- Ghar Location in Punjab, India Ghar Ghar (India)
- Coordinates: 32°27′53″N 75°51′38″E﻿ / ﻿32.4647497°N 75.8606102°E
- Country: India
- State: Punjab
- District: Pathankot
- Tehsil: Dhar Kalan

Government
- • Type: Panchayat raj
- • Body: Gram panchayat

Area
- • Total: 400 ha (1,000 acres)
- Elevation: 524 m (1,719 ft)

Population (2011)
- • Total: 852
- • Density: 210/km^{2} (550/sq mi)
- • Total Households: 179
- Sex ratio 437/415 ♂/♀

Languages
- • Official: Punjabi, Hindi
- Time zone: UTC+5:30 (IST)
- PIN: 145022
- Telephone: 01870
- ISO 3166 code: IN-PB
- Vehicle registration: PB-06
- Website: pathankot.nic.in

= Ghar, Gurdaspur =

Ghar is a village in Dhar Kalan tehsil in Pathankot district of Indian state of Punjab. It is located 12 km from Pathankot City, district headquarters and 279 km from state capital Chandigarh. The village is administrated by Sarpanch an elected representative of the village.

== Demography ==
As of 2011, the village has a total number of 179 houses and a population of 852 of which 437 are males while 415 are females according to the report published by Census India in 2011. The literacy rate of the village is 76.34%, highest than the state average of 75.84%. The population of children under the age of 6 years is 104 which is 12.21% of total population of the village, and child sex ratio is approximately 1039 highest than the state average of 846.

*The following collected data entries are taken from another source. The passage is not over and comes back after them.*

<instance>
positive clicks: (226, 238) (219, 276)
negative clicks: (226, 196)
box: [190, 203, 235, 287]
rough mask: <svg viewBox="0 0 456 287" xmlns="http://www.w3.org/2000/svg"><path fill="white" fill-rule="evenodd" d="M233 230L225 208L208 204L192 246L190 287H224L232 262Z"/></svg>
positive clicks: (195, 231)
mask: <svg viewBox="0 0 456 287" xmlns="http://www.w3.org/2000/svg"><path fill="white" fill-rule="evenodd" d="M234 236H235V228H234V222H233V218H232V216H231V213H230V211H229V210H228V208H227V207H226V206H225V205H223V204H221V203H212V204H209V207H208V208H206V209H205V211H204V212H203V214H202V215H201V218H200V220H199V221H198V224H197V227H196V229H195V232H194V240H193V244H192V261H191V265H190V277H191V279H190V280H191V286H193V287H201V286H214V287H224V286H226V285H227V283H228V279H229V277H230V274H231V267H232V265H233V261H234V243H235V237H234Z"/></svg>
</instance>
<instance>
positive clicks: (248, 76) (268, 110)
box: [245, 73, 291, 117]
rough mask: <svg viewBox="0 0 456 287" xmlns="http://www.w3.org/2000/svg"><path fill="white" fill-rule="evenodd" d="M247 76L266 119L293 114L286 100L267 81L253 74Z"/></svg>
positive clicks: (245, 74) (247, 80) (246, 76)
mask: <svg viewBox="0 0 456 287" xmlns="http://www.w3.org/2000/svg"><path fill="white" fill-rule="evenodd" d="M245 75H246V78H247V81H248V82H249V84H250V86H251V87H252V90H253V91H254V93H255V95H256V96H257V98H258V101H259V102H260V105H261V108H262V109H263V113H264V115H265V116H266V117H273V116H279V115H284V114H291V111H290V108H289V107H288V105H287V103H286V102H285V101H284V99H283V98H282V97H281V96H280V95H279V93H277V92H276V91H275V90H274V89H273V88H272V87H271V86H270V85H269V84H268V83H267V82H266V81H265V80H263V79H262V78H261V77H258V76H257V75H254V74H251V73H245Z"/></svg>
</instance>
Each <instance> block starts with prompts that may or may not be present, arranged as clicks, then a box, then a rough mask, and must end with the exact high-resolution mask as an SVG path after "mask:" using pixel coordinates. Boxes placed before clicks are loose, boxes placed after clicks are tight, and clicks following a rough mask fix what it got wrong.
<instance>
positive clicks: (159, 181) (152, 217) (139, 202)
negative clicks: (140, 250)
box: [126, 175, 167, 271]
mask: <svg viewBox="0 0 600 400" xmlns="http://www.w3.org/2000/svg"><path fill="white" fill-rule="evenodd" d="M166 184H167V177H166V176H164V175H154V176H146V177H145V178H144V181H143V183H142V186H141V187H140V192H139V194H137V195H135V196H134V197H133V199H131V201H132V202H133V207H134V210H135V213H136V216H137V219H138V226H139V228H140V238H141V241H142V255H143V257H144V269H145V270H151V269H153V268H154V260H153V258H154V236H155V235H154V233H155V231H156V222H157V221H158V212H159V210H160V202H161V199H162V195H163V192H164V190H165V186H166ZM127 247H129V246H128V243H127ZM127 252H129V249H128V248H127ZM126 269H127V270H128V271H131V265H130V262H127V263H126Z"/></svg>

Most of the people are from Schedule Caste which constitutes 37.68% of total population in the village. The town does not have any Schedule Tribe population so far.

As per census 2011, 325 people were engaged in work activities out of the total population of the village which includes 238 males and 87 females. According to census survey report 2011, 48.31% workers describe their work as main work and 51.69% workers are involved in marginal activity providing the livelihood for less than 6 months.

== Transport ==
The nearest train station is located 36 km away in Dalhousie road and Sri Guru Ram Dass Jee International Airport is 173 km away from the village.